RantCompilers != Parsers
This is just something that really annoys me. There is a common misconception that compilers are mostly about parsing the code. This couldn’t be further from the truth. About the easiest step in building a compiler is parsing the text into some form of machine readable format. There are great tools to help you there, and a lot of information.
It is the next stage that is complex, taking the machine readable format (AST) and turning that into executable. There is a lot less information about that, and that tends to be a pretty gnarly sort of a problem.
As the title says, this post is here just to make sure that people distinguish between the two.
More posts in "Rant" series:
- (20 Jul 2012) SignalR, Crazyiness, Head Butting & Wall Crashing
- (08 Sep 2011) Who thought THIS was a good idea?!
- (19 Oct 2009) Compilers != Parsers
- (05 Dec 2006) CSC Is Stupid
Comments
I guess, it depends on many things, such as how unruly your grammar is and how deep (wide?) is the semantic gap between the input and the output.
E.g. if you are writing a syntax highlighter for C++ (which spits out HTML), I guess it would be mostly about the parser. If you are writing a highly optimizing Pascal compiler (for lack of better example), then it probably wouldn't.
"E.g. if you are writing a syntax highlighter for C++ (which spits out HTML), I guess it would be mostly about the parser"
So if it's not a compiler, then it's not a compiler?
You are so right. It's even worse than that. A parser will produce an AST but without any Type/metadata information in it. For example this line of code from a complete .cs file:
will produce an AST of an assignment expression with a target of an Identifier and a constant. The Identifier may be a local variable, parameter, field, event or property. The parser can't narrow it down completely because it would have to have all the other source files and go through all the referenced assemblies to get that information. It also can't tell in this situation where foo is instance or static. All that, of course, is the compiler's job.
I've been looking for something that is between a parser and compiler. I want the AST where everything is resolved. I had hoped Mono C# compiler would give me this without too many code changes but I gave up on that. I am now looking forwards to the "compiler as a service" we've heard a little bit about in C# 5.0.
I've written a number of FxCop rules and felt an AST would make a number of them easier to create. FxCop only uses the generaed IL. You can see some of the FxCop rules I've written at http://jslfxcop.codeplex.com. I've written a bunch more but they are specific to the application I'm working on.
I've also had projects where I wanted to migrate source code but the simple AST didn't give me enough information. For example the Click event handler in WinForms doesn't have the same parameter types as the Click event handler in WPF.
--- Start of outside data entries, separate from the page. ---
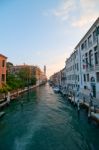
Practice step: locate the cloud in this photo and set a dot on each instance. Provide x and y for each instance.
(89, 13)
(78, 13)
(64, 9)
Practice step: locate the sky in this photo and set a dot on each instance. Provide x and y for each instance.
(44, 32)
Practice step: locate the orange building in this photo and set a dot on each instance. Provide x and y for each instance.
(2, 69)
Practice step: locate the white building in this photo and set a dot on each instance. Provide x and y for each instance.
(72, 71)
(82, 67)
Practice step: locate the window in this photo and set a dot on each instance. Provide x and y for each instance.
(82, 46)
(97, 76)
(87, 77)
(94, 36)
(96, 55)
(78, 77)
(85, 44)
(3, 63)
(3, 77)
(90, 58)
(89, 41)
(77, 67)
(84, 78)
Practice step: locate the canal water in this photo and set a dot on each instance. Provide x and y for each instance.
(44, 120)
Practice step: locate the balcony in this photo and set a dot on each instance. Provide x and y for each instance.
(90, 68)
(97, 67)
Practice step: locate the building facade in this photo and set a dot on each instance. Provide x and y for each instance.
(88, 49)
(82, 67)
(3, 60)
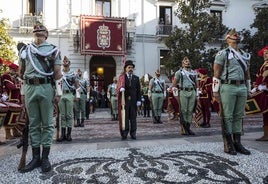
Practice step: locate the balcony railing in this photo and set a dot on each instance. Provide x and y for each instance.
(163, 30)
(27, 23)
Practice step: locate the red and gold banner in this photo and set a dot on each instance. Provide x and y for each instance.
(103, 35)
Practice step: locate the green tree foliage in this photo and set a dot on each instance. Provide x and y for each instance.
(198, 29)
(253, 43)
(6, 44)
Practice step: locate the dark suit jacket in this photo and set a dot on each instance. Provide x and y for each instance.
(134, 91)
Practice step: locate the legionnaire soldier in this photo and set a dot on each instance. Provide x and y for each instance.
(261, 84)
(39, 67)
(157, 94)
(186, 79)
(80, 104)
(112, 96)
(145, 100)
(70, 91)
(231, 85)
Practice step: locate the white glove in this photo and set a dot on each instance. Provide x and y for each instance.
(149, 93)
(254, 90)
(262, 87)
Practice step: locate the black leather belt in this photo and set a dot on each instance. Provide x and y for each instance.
(236, 82)
(157, 92)
(187, 89)
(37, 81)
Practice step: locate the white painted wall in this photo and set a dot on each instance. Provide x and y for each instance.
(239, 14)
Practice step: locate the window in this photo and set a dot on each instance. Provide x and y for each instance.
(103, 8)
(165, 20)
(165, 15)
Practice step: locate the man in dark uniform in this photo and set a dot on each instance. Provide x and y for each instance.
(231, 85)
(39, 67)
(261, 84)
(132, 94)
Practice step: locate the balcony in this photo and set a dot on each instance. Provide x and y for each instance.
(27, 23)
(163, 30)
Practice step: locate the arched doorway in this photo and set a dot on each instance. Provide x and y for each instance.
(102, 71)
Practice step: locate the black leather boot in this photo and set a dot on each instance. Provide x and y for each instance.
(69, 131)
(82, 123)
(190, 132)
(184, 130)
(238, 146)
(63, 135)
(154, 119)
(77, 123)
(229, 145)
(45, 164)
(35, 162)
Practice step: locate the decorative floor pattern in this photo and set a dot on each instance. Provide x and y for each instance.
(184, 163)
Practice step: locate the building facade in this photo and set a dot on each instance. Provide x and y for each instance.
(143, 25)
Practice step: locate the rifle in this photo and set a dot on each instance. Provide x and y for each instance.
(223, 128)
(123, 111)
(57, 114)
(183, 132)
(24, 139)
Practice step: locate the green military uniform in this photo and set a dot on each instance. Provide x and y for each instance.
(187, 82)
(80, 105)
(39, 92)
(233, 94)
(158, 90)
(66, 104)
(113, 99)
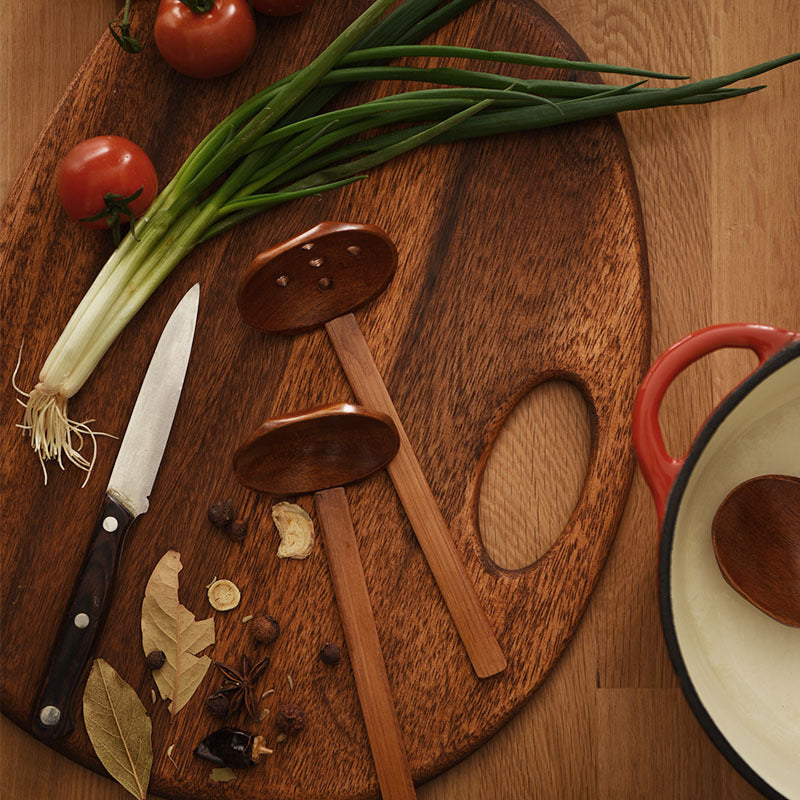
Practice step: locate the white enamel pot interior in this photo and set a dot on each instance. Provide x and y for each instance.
(739, 668)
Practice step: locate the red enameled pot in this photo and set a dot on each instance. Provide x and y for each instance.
(739, 668)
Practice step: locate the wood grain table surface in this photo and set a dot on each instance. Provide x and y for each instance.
(720, 195)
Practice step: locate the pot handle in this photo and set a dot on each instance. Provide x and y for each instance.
(659, 468)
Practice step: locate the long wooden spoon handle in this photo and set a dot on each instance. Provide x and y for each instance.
(366, 657)
(419, 503)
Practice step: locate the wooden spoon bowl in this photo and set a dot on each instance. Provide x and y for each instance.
(756, 536)
(321, 274)
(317, 449)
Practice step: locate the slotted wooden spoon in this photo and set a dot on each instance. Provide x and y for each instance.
(756, 535)
(320, 451)
(319, 278)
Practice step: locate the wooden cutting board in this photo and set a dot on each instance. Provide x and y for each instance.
(521, 259)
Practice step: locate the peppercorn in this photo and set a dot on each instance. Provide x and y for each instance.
(330, 653)
(228, 747)
(237, 530)
(290, 719)
(265, 629)
(221, 513)
(155, 659)
(218, 704)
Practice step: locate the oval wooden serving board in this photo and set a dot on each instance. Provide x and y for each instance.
(521, 259)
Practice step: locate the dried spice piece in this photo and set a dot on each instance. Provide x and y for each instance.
(330, 653)
(224, 595)
(221, 513)
(295, 529)
(237, 530)
(119, 728)
(265, 629)
(229, 747)
(222, 774)
(172, 628)
(240, 685)
(290, 719)
(155, 659)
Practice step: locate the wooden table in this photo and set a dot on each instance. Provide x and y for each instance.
(720, 193)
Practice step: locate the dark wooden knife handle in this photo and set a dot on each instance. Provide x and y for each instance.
(53, 715)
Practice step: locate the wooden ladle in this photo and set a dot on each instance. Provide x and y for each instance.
(319, 451)
(318, 278)
(756, 535)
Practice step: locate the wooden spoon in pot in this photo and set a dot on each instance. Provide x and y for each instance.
(319, 451)
(756, 535)
(318, 278)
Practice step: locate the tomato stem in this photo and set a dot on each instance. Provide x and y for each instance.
(199, 6)
(121, 31)
(116, 206)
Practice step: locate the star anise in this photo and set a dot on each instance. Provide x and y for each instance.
(240, 687)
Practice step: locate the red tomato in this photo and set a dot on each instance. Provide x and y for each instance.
(205, 45)
(105, 165)
(281, 8)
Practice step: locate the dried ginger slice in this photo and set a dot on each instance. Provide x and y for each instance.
(296, 530)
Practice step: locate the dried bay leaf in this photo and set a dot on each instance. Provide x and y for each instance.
(169, 626)
(119, 728)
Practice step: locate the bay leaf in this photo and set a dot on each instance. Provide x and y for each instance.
(119, 728)
(172, 628)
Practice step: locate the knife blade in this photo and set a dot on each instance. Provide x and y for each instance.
(126, 498)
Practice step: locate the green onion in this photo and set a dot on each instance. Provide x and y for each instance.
(277, 147)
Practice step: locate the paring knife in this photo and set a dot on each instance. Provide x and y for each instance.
(126, 498)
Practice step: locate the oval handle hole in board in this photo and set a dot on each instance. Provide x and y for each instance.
(535, 474)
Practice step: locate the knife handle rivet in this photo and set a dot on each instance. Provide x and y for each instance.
(81, 620)
(49, 716)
Sorry for the rant. I would just really like any professional language to make available ALL the parts of the compiler: code to AST, AST + resolution of Types/methods/etc, AST to assembly.
Jeff,
Take a look at NRefactory, it does GREAT job in giving you valid AST, and it handles things like local vs. field vs. argument
I have been using NRefactory but haven't seen it do anything beyond parsing. In the example:
The foo would be represented in the AST as an IdentifierExpression if it was method parameter, local variable, field, event or property. What I want is to have foo be represented by, for example, something like a VariableIdentifier, and know that the type of foo is int. All IdentifierExpression tells you is that the identifier's name is "foo".
I did look at the code completion that is also part of SharpDevelop but it was much too hairy for me to make sense out of it. Maybe that is what you are talking about?
I am currently using NRefactory to parse the code, modify it and then spit it back out through "pretty printing". To get the method information, etc., I'm using source code line information from the .pdb and pulling MethodInfo, etc. from the IL. This could lead to ambiguous names in a single "line" of code but I haven't seen that yet.
Jeff,
Then what you want isn't the parser, you want the output from somewhere in the middle of the compiler pipeline.
For that, I suggest taking a look at the mono C# compiler. That will give you that information
Yep. I've looked at that a couple times. I believe the Mono compiler ditches most of the AST as it is moves through the different phases of compiling. I don't think there is a place to stop where I have a usable AST and all the type information.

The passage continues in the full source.